In response to these failings the government has long supported fundamental changes to the UK's regulatory framework, particularly giving the Bank of England a greater role.
In July, the government published its first consultation paper on reforming the UK regulatory framework. As expected the paper envisages the Financial Services Authority being replaced by three new authorities:
  • A new Financial Policy Committee (FPC) will be created within the BoE. This will have ultimate authority to identify imbalances, risks and vulnerabilities in the UK financial system and take any necessary action to mitigate these in order to protect the wider UK economy.

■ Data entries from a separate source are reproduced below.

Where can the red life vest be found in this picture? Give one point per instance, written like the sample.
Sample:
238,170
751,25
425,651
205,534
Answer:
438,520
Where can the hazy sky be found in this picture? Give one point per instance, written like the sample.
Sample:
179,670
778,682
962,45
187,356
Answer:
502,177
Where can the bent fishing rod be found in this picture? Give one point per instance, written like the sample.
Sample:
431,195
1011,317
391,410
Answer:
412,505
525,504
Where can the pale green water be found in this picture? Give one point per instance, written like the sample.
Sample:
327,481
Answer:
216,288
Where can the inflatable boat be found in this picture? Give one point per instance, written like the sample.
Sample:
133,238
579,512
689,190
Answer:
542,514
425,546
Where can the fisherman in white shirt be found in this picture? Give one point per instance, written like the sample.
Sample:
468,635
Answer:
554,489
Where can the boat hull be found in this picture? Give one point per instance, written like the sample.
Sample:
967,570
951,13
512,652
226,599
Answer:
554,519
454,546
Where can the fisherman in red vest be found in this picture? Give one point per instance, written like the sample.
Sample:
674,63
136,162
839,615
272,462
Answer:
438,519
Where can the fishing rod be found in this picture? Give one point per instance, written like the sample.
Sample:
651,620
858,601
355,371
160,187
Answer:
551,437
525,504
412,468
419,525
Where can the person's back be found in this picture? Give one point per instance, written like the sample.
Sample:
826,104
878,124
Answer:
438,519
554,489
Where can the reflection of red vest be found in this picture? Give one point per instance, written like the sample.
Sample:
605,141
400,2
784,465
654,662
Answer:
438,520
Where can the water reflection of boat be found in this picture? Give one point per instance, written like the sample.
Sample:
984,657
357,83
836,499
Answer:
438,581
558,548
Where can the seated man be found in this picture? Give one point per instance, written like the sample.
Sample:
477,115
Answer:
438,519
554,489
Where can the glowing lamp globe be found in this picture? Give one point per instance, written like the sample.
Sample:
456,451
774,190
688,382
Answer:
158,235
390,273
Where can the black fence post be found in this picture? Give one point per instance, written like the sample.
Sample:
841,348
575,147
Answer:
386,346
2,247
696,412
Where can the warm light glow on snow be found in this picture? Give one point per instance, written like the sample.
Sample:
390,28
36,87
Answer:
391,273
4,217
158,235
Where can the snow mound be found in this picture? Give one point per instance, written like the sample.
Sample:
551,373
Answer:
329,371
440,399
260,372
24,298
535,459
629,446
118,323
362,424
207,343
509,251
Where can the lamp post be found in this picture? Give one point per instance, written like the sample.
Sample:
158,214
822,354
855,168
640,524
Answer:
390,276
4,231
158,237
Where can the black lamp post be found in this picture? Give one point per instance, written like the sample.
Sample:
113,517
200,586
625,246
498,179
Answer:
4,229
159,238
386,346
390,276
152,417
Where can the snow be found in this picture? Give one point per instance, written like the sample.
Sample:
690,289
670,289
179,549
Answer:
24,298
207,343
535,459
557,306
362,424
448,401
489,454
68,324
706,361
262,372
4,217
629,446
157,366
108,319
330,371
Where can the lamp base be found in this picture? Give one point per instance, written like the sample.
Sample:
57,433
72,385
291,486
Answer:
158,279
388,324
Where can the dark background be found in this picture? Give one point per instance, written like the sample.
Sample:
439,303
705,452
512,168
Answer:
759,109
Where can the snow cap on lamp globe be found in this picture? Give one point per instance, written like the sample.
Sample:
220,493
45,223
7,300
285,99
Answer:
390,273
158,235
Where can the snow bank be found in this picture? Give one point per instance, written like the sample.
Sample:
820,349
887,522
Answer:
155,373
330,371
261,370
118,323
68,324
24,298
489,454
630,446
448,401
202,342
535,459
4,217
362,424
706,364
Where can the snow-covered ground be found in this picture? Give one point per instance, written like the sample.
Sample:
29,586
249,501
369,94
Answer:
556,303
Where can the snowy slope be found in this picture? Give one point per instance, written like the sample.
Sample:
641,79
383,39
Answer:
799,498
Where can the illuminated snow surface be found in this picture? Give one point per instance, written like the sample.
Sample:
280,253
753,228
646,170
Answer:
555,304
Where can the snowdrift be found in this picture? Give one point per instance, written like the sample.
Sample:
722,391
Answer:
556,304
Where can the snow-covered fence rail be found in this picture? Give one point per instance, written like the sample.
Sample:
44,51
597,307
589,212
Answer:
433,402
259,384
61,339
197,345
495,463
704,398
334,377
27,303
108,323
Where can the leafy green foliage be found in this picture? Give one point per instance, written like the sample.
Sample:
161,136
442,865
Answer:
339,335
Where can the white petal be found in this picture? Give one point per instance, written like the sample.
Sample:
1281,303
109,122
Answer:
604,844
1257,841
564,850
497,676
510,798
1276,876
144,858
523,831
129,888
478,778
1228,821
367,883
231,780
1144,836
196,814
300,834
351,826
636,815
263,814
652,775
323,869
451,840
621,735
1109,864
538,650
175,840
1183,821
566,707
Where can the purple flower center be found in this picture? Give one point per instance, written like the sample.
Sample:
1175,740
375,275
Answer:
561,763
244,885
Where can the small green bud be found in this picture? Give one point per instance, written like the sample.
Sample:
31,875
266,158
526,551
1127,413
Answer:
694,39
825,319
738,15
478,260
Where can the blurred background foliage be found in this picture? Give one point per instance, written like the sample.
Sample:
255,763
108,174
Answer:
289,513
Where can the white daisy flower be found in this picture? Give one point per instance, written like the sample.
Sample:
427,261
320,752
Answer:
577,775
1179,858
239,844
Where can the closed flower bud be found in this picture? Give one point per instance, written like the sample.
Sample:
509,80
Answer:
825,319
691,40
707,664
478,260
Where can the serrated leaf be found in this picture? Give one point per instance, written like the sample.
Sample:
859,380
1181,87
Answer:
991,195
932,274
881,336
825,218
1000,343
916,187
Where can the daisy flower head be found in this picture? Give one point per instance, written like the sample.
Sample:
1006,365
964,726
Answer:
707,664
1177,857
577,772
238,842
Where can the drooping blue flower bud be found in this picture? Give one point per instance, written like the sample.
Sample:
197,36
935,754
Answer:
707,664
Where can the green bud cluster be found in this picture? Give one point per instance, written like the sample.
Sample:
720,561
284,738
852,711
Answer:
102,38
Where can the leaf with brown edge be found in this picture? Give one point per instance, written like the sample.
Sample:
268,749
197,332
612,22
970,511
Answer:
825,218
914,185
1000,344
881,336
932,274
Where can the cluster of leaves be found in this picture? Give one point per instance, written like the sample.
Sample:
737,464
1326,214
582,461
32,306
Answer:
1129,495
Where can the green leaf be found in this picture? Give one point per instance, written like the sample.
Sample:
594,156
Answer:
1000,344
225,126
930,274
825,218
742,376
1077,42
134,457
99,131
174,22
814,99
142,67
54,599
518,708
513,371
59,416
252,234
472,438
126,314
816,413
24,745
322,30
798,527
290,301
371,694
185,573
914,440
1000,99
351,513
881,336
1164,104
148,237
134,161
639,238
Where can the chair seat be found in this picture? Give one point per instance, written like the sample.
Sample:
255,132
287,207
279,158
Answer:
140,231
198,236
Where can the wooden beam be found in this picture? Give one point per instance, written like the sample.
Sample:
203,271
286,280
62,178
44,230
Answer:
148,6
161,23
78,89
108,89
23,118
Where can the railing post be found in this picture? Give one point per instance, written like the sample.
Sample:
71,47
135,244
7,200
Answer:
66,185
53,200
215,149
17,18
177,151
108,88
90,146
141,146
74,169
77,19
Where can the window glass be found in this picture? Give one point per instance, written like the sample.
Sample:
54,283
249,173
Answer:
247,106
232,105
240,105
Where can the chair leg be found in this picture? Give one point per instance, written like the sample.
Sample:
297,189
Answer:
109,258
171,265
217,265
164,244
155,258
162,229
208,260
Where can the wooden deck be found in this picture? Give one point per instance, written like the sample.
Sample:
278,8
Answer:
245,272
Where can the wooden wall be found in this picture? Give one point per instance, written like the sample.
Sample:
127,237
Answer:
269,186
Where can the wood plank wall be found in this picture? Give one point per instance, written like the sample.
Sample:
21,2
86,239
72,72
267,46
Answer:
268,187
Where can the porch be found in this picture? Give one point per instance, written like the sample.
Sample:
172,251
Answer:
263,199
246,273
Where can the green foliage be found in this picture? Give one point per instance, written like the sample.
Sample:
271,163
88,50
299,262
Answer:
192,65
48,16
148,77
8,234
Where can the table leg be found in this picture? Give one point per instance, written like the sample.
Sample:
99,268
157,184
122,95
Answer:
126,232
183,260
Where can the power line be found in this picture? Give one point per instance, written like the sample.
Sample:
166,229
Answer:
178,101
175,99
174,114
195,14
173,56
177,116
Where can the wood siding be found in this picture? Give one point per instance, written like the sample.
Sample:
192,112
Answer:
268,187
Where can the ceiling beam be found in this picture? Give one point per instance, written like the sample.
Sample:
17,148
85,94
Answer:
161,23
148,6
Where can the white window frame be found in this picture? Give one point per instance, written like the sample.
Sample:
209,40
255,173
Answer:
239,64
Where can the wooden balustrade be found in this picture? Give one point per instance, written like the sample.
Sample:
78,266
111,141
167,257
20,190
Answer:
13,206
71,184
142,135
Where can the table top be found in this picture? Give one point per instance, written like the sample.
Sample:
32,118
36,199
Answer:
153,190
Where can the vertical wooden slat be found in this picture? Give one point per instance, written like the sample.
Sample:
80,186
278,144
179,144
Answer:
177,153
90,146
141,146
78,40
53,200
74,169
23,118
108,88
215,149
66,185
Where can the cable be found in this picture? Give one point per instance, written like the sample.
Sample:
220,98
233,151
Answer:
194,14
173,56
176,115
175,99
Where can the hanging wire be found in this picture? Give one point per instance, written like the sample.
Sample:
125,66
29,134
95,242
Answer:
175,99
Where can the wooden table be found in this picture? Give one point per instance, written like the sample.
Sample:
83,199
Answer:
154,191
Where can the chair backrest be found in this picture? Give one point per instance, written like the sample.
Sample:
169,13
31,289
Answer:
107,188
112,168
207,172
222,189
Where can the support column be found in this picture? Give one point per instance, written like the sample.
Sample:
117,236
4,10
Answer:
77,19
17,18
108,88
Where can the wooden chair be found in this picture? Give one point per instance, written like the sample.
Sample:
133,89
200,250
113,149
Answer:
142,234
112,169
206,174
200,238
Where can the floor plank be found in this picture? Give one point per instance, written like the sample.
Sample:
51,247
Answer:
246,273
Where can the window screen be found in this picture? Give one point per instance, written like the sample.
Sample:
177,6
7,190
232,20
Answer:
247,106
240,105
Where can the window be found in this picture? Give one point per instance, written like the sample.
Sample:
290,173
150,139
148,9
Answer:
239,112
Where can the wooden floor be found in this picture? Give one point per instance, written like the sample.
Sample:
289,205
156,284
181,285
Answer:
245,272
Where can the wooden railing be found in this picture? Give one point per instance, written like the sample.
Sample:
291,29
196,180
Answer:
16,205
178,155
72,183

  • A new subsidiary of the BoE, the Prudential Regulation Authority or PRA, will be responsible for the authorisation, regulation and day-to-day supervision of all firms that were subject to "significant" prudential regulation. In the consultation paper the government has not defined what it means by "significant" and has simply said that it expects banks, investment banks and insurers to come within the PRA's scope. However, the consultation paper is silent as to whether or not investment management firms will be prudentially regulated by the PRA.
  • A new independent authority, the Consumer Protection and Markets Authority or CPMA, will take responsibility for conduct of business regulation of all financial institutions, whether prudentially regulated by the PRA or not. The CPMA will also write the prudential regulatory framework for firms that were not regulated by the PRA.
The CPMA will also have a strong markets division that will lead on all market conduct regulation and be the lead authority in representing the UK in the new European Securities and Markets Authority. However, the regulation and supervision of settlement systems and central counterparty clearing houses will be dealt with by the BoE. These functions will sit alongside the BoE's existing responsibilities for payment systems oversight.
Whilst the consultation paper can be seen as a foundation paper which sets out the government's core concepts for reform much more detail is needed. A further consultation paper and draft legislation is expected in early 2011. However, even at this early stage by concentrating authority in the BoE the government is sending a clear message that it intends to create a powerful body with significantly increased influence over the UK's financial system and economy.